FOCUSで学んだスキルを生かせなかったのは残念だった。
非常に専門性が高い領域で、内容は難しめ。自分からProactiveに学ばないとすぐ消化不良になる。
症例が非常に豊富。自分は医科歯科の心臓外科でCABGや弁置換は見ていたので、先天性心疾患を好んで見た。(Tetralogy of Fallotなど)
拘束時間は上に見ての通り長い。先生方は疲れたら帰ってもOKとおっしゃったが、こちらははるばる来ているので最後まで居たいものだ。
時間のコスパは悪い。医科歯科の心臓外科でも手術を見る機会があると思うが、それを毎日、しかも1日2回。

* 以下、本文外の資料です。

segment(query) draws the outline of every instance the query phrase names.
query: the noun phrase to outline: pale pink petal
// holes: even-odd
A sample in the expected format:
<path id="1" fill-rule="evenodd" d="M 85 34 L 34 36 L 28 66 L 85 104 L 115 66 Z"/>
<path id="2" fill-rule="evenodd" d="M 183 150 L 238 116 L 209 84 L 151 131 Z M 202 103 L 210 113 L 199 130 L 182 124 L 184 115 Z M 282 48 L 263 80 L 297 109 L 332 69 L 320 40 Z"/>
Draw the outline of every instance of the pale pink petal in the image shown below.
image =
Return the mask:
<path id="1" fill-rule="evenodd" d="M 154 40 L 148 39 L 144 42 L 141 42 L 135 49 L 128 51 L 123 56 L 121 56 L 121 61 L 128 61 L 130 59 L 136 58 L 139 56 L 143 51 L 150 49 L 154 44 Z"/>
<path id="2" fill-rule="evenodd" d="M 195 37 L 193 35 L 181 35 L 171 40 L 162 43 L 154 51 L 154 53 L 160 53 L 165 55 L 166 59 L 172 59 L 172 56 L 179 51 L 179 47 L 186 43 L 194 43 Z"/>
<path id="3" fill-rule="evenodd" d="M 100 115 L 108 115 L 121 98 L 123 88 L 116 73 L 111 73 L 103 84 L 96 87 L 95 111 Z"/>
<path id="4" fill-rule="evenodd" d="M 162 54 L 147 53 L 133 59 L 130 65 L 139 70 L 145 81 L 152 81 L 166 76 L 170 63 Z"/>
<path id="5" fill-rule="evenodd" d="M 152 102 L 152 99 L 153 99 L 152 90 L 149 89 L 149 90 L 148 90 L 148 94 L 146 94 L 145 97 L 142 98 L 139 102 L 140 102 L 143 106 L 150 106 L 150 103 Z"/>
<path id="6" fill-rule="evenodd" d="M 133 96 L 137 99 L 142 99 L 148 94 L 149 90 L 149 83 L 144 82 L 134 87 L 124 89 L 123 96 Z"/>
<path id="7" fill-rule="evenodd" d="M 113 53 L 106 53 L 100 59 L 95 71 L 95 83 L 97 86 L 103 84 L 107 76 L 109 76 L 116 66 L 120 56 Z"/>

先生方と話す時間に非常に恵まれており、アットホームで居心地がよかった。過去の報告書を見ると、ここまでAttendingと距離を縮めることができる診療科は珍しいのかもしれない。

その他
Heidiには、挨拶の大切さを教わった。それは、自分が教わる医者にだけでなく、看護師さんや技師さん、全員へだ。最初は心細くて、相手が興味なさそうな時もあってしんどい思いをしていたが、だんだんと名前を覚えてもらったことで2週目あたりからたくさん手伝いを頼んでもらえるようになり、Get involvedするきっかけとなった。
患者さんにも必ず、毎朝「Hi my name is Tom, I'm a Medical Student today, and I will be observing and taking care of you」と自己紹介した。
こっちの人はマスクも嫌う。街中はもちろん、病院内でもORを出るとすぐマスクを外した。これも、病院内で皆んなとコミュニケーションをとる上で重要なことだと感じた。


また、心臓外科麻酔は日本人の先生が多かった。教授一人、Attending一人、Fellow一人。心臓外科にもFellowの先生が一人いた。皆さん非常に親身にして下さって、特にFellowの長坂先生にはこれ以上ないほどのメンターになっていただいた。